Nonetheless, Malachy sticks it out through the winter, even though it means working as the only white man with a crew of Chinese laborers. From the beginning, Malachy, like most in his time, has viewed the Chinese with fear, suspicion, and contempt. He mocks their language, their clothes, and their customs. At the same time, he is drawn to them (their food certainly smells better than that the railroad provides for the Irish workers), especially one young man he calls "Ducks," due to both the way the language sounds to him and his own inability to pronounce the man's Chinese name.
As the book unfolds, Malachy and "Ducks" keep crossing paths. . . and Malachy meets offers of friendship and life-saving actions with suspicion, contempt, and ill-treatment. This is what was hard for me. It's realistic. . . but it doesn't make Malachy a completely likeable character. Without including any spoilers, he does some other things that are pretty unlikable, too, though to his credit he regrets them, at least at little.

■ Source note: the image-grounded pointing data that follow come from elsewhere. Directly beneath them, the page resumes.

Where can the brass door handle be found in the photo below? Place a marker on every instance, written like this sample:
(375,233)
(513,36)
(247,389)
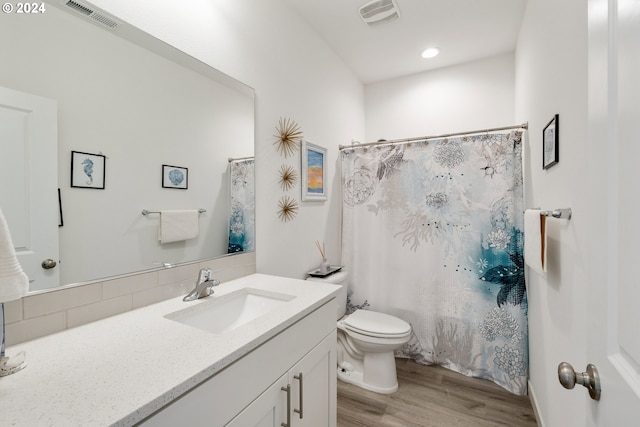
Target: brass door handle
(590,379)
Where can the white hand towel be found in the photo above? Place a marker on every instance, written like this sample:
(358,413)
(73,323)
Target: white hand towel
(178,225)
(14,283)
(535,241)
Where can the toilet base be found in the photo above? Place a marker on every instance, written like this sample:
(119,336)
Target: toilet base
(355,378)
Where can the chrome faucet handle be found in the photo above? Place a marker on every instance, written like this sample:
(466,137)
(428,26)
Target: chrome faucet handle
(204,285)
(204,275)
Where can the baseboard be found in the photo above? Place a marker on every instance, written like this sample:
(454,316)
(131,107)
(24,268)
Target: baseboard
(534,404)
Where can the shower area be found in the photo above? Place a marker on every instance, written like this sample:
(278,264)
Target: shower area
(433,234)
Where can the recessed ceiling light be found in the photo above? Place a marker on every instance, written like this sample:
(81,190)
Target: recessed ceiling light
(431,52)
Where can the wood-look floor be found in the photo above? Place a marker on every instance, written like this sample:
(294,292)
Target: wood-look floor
(435,397)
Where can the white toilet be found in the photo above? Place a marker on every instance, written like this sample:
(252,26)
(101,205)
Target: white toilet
(366,343)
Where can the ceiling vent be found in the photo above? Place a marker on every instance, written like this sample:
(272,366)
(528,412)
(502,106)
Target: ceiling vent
(100,17)
(379,11)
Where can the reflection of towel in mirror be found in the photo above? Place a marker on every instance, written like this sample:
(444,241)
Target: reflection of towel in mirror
(178,225)
(14,283)
(535,241)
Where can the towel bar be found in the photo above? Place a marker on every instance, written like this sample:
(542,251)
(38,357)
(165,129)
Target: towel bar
(146,212)
(558,213)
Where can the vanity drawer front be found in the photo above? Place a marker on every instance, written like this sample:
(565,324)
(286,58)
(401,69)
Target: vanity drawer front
(219,399)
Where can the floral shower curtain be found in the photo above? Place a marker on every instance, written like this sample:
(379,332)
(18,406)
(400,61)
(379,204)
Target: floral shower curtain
(433,234)
(242,216)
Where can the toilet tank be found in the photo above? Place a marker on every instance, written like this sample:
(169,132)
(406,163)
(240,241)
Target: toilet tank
(340,279)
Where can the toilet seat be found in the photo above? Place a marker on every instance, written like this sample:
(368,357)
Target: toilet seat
(374,324)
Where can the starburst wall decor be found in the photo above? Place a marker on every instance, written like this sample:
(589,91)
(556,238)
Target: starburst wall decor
(288,177)
(289,136)
(287,208)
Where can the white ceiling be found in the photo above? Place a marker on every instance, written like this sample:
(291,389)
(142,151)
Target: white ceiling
(464,30)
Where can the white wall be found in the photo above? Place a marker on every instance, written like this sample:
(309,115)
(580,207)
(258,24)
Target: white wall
(294,75)
(475,95)
(551,64)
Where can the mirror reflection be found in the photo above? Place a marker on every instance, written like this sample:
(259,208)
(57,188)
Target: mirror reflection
(130,111)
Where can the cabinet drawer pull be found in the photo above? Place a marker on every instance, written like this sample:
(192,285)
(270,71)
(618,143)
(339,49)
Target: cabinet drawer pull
(299,378)
(288,390)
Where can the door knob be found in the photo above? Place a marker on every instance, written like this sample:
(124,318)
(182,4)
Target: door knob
(48,264)
(590,379)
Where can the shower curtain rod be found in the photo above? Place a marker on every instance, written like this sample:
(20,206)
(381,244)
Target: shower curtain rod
(237,159)
(447,135)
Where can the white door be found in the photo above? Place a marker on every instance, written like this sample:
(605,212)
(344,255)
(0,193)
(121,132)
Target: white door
(29,182)
(613,291)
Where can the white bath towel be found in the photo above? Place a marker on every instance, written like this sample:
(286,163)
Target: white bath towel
(14,283)
(535,241)
(178,225)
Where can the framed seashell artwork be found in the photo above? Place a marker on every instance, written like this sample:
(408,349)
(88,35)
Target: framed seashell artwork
(87,170)
(175,177)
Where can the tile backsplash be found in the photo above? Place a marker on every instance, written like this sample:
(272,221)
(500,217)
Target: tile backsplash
(47,312)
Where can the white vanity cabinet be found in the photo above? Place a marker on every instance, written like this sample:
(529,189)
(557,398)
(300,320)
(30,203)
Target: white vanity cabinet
(304,396)
(252,390)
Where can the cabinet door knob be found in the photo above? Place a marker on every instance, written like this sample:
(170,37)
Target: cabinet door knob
(590,379)
(299,378)
(287,389)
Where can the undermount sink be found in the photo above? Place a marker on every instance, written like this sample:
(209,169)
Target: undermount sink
(230,311)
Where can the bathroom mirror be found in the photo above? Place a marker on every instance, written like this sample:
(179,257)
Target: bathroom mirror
(134,104)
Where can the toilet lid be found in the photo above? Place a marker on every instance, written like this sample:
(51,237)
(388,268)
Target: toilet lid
(376,324)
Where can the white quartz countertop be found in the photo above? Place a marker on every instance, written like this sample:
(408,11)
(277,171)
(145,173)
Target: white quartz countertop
(119,370)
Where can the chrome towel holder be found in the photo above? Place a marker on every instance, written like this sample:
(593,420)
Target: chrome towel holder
(558,213)
(147,212)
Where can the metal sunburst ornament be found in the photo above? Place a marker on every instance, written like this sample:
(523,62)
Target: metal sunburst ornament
(287,208)
(289,136)
(288,177)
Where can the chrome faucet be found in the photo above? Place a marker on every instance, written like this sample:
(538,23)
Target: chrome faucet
(204,286)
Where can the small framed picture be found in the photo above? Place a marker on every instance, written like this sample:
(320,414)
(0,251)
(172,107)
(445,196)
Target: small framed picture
(314,172)
(87,170)
(550,143)
(175,177)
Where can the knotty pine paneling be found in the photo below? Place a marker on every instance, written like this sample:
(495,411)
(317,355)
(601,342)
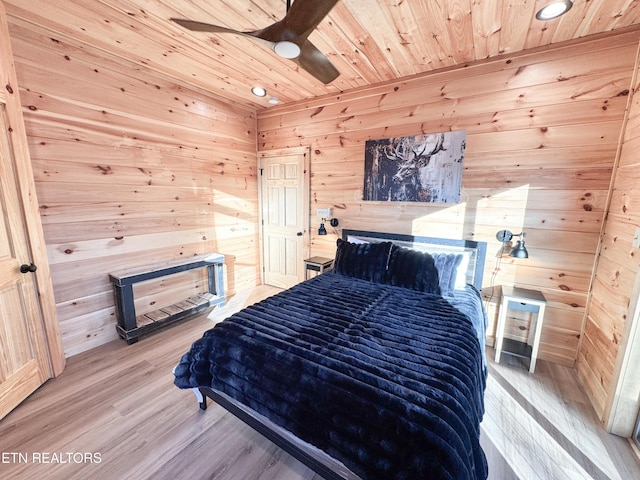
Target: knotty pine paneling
(543,131)
(131,168)
(615,281)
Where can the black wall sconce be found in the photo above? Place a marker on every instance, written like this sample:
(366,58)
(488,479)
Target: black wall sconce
(322,230)
(519,251)
(325,214)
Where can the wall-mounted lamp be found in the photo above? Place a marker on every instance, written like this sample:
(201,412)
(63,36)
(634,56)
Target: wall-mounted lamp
(519,251)
(324,214)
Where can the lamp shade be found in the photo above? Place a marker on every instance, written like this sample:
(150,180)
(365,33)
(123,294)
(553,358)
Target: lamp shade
(519,250)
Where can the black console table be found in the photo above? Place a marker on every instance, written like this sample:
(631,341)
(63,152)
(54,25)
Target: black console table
(131,327)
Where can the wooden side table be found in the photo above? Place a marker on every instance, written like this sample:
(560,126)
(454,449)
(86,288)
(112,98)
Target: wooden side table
(317,264)
(531,301)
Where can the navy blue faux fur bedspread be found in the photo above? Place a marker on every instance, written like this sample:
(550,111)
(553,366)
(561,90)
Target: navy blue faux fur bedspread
(386,379)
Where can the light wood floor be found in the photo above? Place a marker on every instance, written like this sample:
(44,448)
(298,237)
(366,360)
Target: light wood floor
(115,414)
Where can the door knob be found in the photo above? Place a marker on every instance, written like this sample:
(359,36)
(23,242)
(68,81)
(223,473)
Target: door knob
(28,268)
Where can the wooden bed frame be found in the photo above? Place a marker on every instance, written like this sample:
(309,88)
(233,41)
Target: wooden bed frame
(314,458)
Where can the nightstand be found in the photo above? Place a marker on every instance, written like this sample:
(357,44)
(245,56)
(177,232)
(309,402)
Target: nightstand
(533,303)
(317,264)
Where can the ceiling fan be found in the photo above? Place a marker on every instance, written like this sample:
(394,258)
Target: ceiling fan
(288,37)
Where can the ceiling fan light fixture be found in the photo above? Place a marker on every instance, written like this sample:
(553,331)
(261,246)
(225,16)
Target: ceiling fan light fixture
(286,49)
(554,10)
(259,91)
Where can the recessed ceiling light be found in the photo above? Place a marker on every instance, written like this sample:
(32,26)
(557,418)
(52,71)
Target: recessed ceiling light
(554,10)
(287,49)
(259,91)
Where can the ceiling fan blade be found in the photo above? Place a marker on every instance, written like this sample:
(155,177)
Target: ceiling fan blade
(316,63)
(207,27)
(204,27)
(305,15)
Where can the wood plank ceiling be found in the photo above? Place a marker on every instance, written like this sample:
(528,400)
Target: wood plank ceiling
(369,41)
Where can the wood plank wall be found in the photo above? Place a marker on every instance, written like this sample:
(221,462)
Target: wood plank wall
(542,129)
(131,168)
(615,286)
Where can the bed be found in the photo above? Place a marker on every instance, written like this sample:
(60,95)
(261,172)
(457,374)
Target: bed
(374,370)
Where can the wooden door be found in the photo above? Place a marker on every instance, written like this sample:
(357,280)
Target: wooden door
(284,188)
(30,347)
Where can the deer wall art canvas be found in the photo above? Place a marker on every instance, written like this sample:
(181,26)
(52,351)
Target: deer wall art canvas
(422,168)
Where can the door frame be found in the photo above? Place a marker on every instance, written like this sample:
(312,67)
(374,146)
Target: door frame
(17,137)
(305,152)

On the other hand, Wilson manages to make us feel Malachy's confusion and reluctant regret just enough that we don't hate him. I just want him to grow up and get a clearer vision (a clearer vision, I must add, than any of the adults around him seem to have). The only friendships Malachy seems to have that are untainted by one player using the other are those with animals. In the end, it is the way he treats the horse, Blind Thomas, that makes me feel the boy might be worth letting grow up.
Tracks isn't a happy romp through history. But in the end, I think the story works well, both as a story and as a documentation of a key moment in the development of our nation. The writing is strong, plotting clear. Four stars.